RE: More review of JSON-LD syntax

Thanks a lot Charles!

I’ve created ISSUE-230 [1] to keep track of this. I will make sure that all
discussion is also mirrored to the RDF WG mailing list.

[1] https://github.com/json-ld/json-ld.org/issues/230


--
Markus Lanthaler
@markuslanthaler



------ Original message -----
From: Charles Greer [mailto:cgreer@marklogic.com] 
Sent: Wednesday, March 13, 2013 7:38 PM
To: W3C RDF WG
Subject: More review of JSON-LD syntax

Hi all,

This email is a review of JSON-LD-SYNTAX as of 3/13/2013

https://dvcs.w3.org/hg/json-ld/raw-file/default/spec/latest/json-ld-syntax/i
ndex.html#data-indexing

Overall:

The document presents the syntax in a reasonably clear way.  The one
exception to this is the intersection of terms, absolute IRIs, compact IRIs
and relative IRIs.  In particular one might wish to rethink the use of
relative IRIs in here at all, they seem to be confusing or problematic every
time they come up, and don't seem to add to JSON-LD in any significant way. 
I've noted these places below.

Until I came to flattening, I thought that JSON-LD was subject to a lot of
the same problems as RDF/XML.  My concern had to do with manipulating
structures as JSON - if there are a lot of ways to represent something, then
one gets into a lot of issues with finding data within the structure. 
Flattening seems to get rid of most of those concerns - it should probably
be foregrounded as a good canonical representation if you can go that far.
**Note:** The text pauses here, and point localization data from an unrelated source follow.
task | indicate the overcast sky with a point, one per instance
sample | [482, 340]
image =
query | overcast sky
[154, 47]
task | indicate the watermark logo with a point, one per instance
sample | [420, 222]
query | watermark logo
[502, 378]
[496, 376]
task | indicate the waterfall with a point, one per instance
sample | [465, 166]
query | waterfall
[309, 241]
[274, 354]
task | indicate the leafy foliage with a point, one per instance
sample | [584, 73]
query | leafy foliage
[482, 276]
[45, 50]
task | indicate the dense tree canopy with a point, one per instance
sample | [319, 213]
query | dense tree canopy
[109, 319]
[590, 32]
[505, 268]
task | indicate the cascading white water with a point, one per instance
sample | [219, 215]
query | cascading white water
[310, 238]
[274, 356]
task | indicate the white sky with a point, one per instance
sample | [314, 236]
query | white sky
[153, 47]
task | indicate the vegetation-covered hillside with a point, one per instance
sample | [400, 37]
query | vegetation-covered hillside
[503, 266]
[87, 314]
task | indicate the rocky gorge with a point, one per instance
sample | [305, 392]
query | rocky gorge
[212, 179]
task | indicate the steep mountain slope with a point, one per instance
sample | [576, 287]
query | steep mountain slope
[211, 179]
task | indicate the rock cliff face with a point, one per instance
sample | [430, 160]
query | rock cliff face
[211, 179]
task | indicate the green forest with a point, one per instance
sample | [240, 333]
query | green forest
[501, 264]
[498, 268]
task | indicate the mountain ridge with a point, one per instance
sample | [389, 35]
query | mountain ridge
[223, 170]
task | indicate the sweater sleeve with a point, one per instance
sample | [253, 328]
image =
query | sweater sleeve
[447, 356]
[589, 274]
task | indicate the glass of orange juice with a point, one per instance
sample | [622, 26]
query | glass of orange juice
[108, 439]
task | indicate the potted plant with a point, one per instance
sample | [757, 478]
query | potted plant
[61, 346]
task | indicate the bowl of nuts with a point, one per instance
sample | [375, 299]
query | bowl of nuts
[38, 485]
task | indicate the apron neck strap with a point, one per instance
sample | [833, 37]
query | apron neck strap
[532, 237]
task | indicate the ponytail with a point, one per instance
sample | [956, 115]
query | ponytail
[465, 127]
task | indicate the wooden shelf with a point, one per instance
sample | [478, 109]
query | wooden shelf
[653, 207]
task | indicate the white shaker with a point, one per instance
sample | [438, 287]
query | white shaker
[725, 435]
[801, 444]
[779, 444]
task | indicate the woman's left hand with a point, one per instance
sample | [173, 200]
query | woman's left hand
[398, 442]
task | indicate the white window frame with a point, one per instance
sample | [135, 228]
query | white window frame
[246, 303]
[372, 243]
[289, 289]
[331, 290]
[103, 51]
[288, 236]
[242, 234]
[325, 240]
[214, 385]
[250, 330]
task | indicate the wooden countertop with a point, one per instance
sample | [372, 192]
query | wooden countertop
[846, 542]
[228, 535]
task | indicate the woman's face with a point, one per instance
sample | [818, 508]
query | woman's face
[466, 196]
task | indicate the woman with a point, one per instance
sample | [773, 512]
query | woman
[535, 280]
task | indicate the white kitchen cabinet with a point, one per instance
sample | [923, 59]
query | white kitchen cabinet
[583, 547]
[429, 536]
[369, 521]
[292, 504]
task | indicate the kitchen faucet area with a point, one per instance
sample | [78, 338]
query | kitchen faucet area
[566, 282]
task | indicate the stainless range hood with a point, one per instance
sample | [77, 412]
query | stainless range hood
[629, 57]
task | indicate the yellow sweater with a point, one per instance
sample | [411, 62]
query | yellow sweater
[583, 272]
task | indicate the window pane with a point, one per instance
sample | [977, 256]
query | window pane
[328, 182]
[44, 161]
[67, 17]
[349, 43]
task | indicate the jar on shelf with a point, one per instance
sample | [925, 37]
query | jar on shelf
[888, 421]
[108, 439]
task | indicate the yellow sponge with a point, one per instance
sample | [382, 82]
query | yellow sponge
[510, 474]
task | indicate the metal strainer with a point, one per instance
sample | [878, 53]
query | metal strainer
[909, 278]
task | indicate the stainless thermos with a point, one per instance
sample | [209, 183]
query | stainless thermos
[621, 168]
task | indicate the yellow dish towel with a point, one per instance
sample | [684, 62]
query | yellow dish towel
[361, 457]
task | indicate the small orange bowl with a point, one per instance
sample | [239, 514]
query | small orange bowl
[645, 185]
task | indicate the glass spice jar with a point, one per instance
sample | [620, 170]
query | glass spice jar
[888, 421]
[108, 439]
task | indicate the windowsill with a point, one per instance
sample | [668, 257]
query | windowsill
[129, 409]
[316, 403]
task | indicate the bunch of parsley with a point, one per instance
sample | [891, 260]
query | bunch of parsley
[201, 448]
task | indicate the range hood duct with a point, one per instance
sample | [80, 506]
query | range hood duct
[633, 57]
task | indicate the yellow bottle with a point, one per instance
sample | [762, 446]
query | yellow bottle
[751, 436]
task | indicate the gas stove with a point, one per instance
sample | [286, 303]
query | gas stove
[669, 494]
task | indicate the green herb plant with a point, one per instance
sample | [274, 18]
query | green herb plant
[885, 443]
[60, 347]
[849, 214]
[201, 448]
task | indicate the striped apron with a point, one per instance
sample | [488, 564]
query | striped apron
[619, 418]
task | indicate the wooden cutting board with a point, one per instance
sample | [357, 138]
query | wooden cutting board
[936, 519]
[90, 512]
Otherwise this review is mainly editorial nits:

The Nits:

"a way to disambiguate the keys used between multiple JSON documents by
mapping them to IRIs via a context,"

"keys used between sounds awkward to me (conflates identify with reference)
how about "shared among"?

1.1  I think this characterization of JSON-LD is incorrect:
"a serialization of Linked Data in JSON."  
>From what I'm reading, JSON-LD is a method for encoding linked data within
JSON documents and generating RDF from them.  While it's possible to create
JSON-LD documents that are serializations of linked data, the focus of this
document presents JSON-LD as a superset of RDF.  Many things about JSON-LD
rely on document scope, and a JSON-LD can contain much more than just the
RDF within.  You've probably gone over this point many times before, but
JSON-LD seems to be much more about authoring or incrementally creating
Linked-Data-ready JSON than it is about writing out Linked Data as JSON.

2. Design Goals
Expressiveness:  Repetitive use of 'to be able to express.'  You'll want to
reword one of those.  My sense is that syntax expresses a graph, but graphs
don't express a data model.

Zero-edits You have a missing reference "(see )."

5. Basic concepts
A note on 'serialization' above -- dereferencing contexts make JSON-LD
really different from other serializations of RDF.  Perhaps that's why
you've shied away from the term "RDF."  Maybe only documents that are fully
expanded/dereferenced actually conform to RDF.  It means that without the
ability to dereference a context, the JSON-LD document has different data in
it than it would were the context fully realized.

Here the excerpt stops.